La prima vera palla goal capita al 10' con una bella conclusione di Brescia respinta da Sardella.
Al 17' ospiti in vantaggio: punizione dai 25 metri dello specialista De Blasio, la palla assume una strana traiettoria che sorprende Sardella e termina in rete.
La rete inaspettata dei rossoblù scuote i nerazzurri che cercano di affidarsi alla torre Vicentin. Al 29' infatti, è l'attaccante argentino a sfiorare il goal con un colpo di testa su lungo lancio di Lasalandra, ma la palla termina di poco a lato a portiere battuto.
Al 32' Santoli scende come un treno sulla corsia destra, perfetto cross al centro area per Vicentin che in tuffo indirizza la palla in porta, con l'estremo ospite Maggi miracoloso nel deviare in angolo.

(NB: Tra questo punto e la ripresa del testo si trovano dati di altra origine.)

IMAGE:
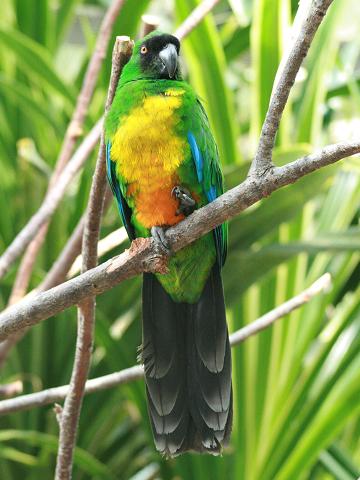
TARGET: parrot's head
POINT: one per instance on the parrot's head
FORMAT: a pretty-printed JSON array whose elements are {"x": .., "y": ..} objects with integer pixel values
[{"x": 156, "y": 57}]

I nerazzurri fanno le prove generali del goal al 44' con Santoli che con un tiro cross colpisce la traversa, con la palla che balza sul petto dell'accorrente Vicentin e termina a lato.
Due minuti dopo, nel primo minuto di recuperò il Bisceglie raddrizza il risultato con il suo gaucho Vicentin, imperioso nello staccare di testa a rete un calcio d'angolo calciato da Carlucci. La prima frazione si chiude in parita.

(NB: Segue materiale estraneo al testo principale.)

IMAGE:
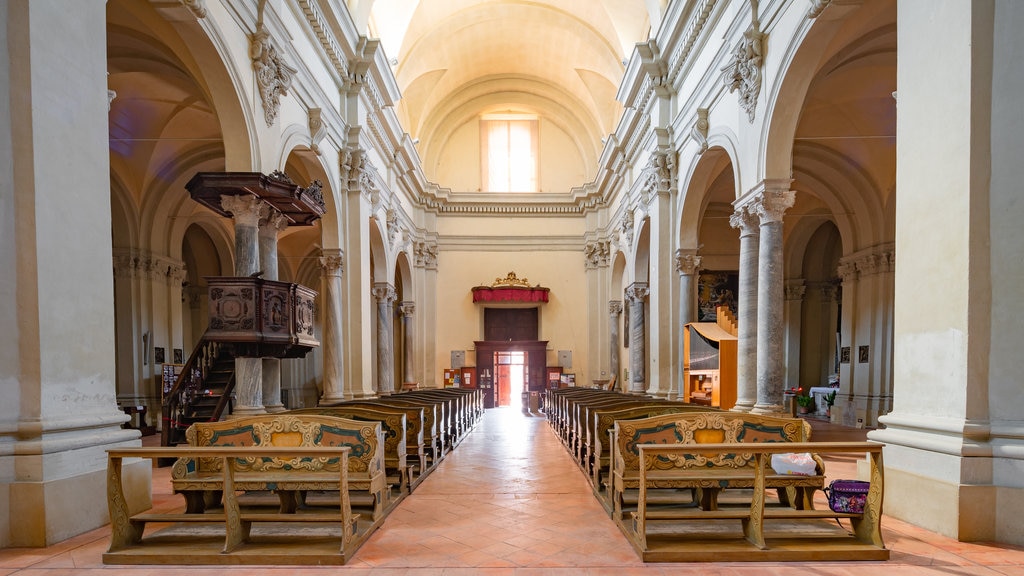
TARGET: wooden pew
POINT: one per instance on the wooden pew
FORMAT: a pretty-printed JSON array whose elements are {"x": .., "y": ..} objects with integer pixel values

Al ritorno in campo novità nelle file del Bisceglie: Carlucci e Di Palma fuori per Piscopo e il rientrante Borrelli. Cambi che portano a delle modifiche tattiche, con Santoli che avanza sulla linea dei centrocampisti per far posto a Borrelli e con Piscopo che prende il posto di Di Palma sulla fascia destra d'attacco.
E' subito il neo entrato al 51' a liberarsi di due avversari e a servire a centro area Di Pinto che controlla e prova il tiro che colpisce in pieno l'incrocio dei pali.
Ancora Di Pinto al 53' a mettere i brividi all'ex portiere nerazzurro Portoghese (subentrato a Maggi a 2' del secondo tempo), con un colpo di testa bloccato in presa plastica.
Il gioco ristagna a centrocampo, con le due squadre pronte a lottare su ogni pallone.
Al 70' Vicentin va vicino alla doppietta con un colpo di testa su assist di Santoli, ma la sfera termina ancora al lato.
Le partita subisce una fase di stanca dove, seppur sia ancora il Bisceglie a fare il gioco, va scarseggiando sotto l'aspetto delle occasioni da rete.
Bisogna giungere al fatidico minuto 87' dove il Bisceglie all'ennesimo affondo passa in vantaggio: Vicentin protegge un buon pallone al limite dell'area, si gira e lascia partire un tiro rasoterra respinto con difficoltà da Portoghese, che nulla può sul susseguente tap-in vincente dell'accorrente Piscopo.
Gioia in campo e sugli spalti per una gara che nei restanti minuti finali registrerà solo l'espulsione per l'ennesimo fallo da tergo del giovane Cardone su Piscopo.
Al triplice fischio del direttore di gara, nerazzurri sotto la gradinata, con i sostenitori biscegliesi già proiettati al il big match di domenica prossima a Copertino.